Fig. 5. Trends in changes between inhibited and uninhibited GR structures.

a Heat map of crystallographic B-factors show high B-factor values in the C-terminal α-helix. The left-hand side of the figure shows superpose of the H. pylori GR dimer with (2JFZ-blue) and without Compound A (2JFX-purple) bound. The position of Compound A is shown in space filing blue spheres, which highlights the importance of the C-terminal α-helix position in the allosteric site architecture. The half blue and half purple spheres represent D-Glu in both crystal structures. The diameter of the cartoon tubes represents magnitude of the crystallographic B-factor value and the thicker the tubing of the cartoon structure. The C-terminal α-helix of only 2JFX (GR without Compound A bound) has a very large B-factor (wider tube diameter) relative to 2JFZ (Compound A-bound structure). On the right-hand side of the figure, the light purple cartoon structure represents the neighboring unit of 2JFZ and the teal structure is the neighboring unit of 2JFX. An analysis of these neighboring asymmetric units shows no clashes that could account for these selective large differences in B-factors in the C-terminal region, suggesting that dynamics may be an important factor. b, c A juxtaposition between computational (MD simulations) and experimental (X-ray crystallography) data. In panel b, the changes in RMSF (Å) between the inhibitor-bound system (GR-D-Glu-NP-020560) and the inhibitor-free system (GR-D-Glu) are shown for MD simulations as a function of the residue number. In c, the changes in normalized B-factors between the inhibitor-bound structure (2JFZ: GR-D-Glu-Compound-A) and the inhibitor-free system (2JFX: GR-D-Glu) are plotted as a function of residue number. In both cases, b and c, the data are derived from subtracting the uninhibited data from the inhibited data (Supplementary Fig. 6).

Fig. 6. The structural consequences of complexation with NP-020560 on H. pylori GR dynamics.

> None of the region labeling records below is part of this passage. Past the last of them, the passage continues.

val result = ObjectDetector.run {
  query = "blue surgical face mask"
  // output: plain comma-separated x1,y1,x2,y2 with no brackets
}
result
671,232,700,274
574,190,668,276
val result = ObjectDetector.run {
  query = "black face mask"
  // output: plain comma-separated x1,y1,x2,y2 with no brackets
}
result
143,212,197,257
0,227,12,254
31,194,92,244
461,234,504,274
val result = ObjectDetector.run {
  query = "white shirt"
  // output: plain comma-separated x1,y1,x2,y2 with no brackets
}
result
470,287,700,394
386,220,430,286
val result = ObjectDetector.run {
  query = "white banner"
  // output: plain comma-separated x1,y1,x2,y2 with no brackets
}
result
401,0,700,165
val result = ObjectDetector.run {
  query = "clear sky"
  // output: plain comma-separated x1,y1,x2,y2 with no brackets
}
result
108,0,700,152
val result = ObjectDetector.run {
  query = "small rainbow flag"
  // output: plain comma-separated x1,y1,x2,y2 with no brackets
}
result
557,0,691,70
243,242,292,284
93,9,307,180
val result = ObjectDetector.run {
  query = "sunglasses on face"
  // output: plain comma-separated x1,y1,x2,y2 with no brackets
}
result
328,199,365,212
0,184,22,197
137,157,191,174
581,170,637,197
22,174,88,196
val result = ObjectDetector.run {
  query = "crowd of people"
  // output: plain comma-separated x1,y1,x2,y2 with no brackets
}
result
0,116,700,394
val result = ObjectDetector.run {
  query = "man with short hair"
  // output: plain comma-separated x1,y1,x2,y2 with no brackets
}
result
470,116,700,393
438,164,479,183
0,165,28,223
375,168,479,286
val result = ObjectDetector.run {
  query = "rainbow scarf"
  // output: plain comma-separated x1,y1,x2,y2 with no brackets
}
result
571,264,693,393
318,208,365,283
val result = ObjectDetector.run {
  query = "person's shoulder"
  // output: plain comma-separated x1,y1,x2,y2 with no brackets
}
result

a Acidification of Cα carbon of glutamate substrate due to protonation of Cα-carboxylate oxygen by catalytic Cys-181. This has been shown in previous studies to be an important dynamical element in H. pylori GR. b Plot of near attack geometries for Cα deprotonation for MD simulation with H. pylori GR bound D-Glu (Cys-S-----H---Cα angle, and Cys-S------Cα distance). c Plot of near attack geometries for Cα deprotonation for MD simulation with H. pylori GR bound to NP-020560 and D-Glu (Cys-S-----H---Ca angle, and Cys-S------Cα distance).

Fig. 7. Topology map of the difference between the DCCM for the uninhibited system (GR-D-Glu) and the inhibited system (GR-D-Glu-NP-020560).

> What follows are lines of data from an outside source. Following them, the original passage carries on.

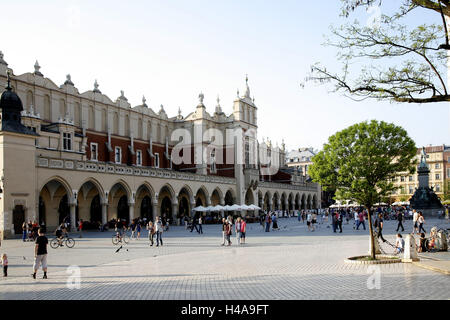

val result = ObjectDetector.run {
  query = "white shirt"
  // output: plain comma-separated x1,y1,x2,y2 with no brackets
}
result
395,238,405,249
155,220,163,232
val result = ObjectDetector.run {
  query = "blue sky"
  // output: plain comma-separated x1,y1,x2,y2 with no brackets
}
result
0,0,450,149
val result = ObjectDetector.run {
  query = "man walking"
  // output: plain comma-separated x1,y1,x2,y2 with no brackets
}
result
222,218,227,246
198,214,203,234
33,229,48,279
191,216,200,233
155,216,164,247
234,217,242,244
356,211,366,230
396,211,405,232
265,213,272,232
336,212,343,233
374,213,386,242
413,209,419,234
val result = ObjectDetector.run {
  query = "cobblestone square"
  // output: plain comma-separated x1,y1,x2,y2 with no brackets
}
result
0,218,450,300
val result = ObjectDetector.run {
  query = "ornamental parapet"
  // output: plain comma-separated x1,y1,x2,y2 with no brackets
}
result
36,157,236,185
259,181,319,192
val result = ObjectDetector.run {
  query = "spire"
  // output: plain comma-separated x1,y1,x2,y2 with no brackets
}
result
198,92,205,107
216,95,223,113
6,70,11,91
142,95,148,108
0,51,8,66
119,90,128,101
34,60,44,77
245,74,251,99
64,74,73,86
93,79,102,93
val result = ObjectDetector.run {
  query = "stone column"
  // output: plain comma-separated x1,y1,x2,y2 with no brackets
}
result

ΔDCCM = DCCM-_Uninhibited – DCCM_Inhibited. The original DCCM plots are shown in Supplementary Fig. 8. Panel a shows that most coupled motions are not different between the two systems, except for a strong region of positive changes in coupled motion are seen at precisely the interaction of subunit A’s C-terminal α-helix (residues 235–255) and a number of structural elements of subunit B; this salient loss of coupled motion is represented in the striking “L-shaped” pattern, which corresponds to an interaction between monomers, which is surprising and unprecedented in the GR enzyme family. The affected areas include large portions of the active site, which encompasses the catalytic Cys181, which is responsible for the substrate acidification. Panel b shows this key coupled motion, which is lost upon complexation with the allosteric inhibitor, mapped onto the dimeric structure, in which the C-terminal α-helix is shown in green and the regions it is coupled to are shown in red.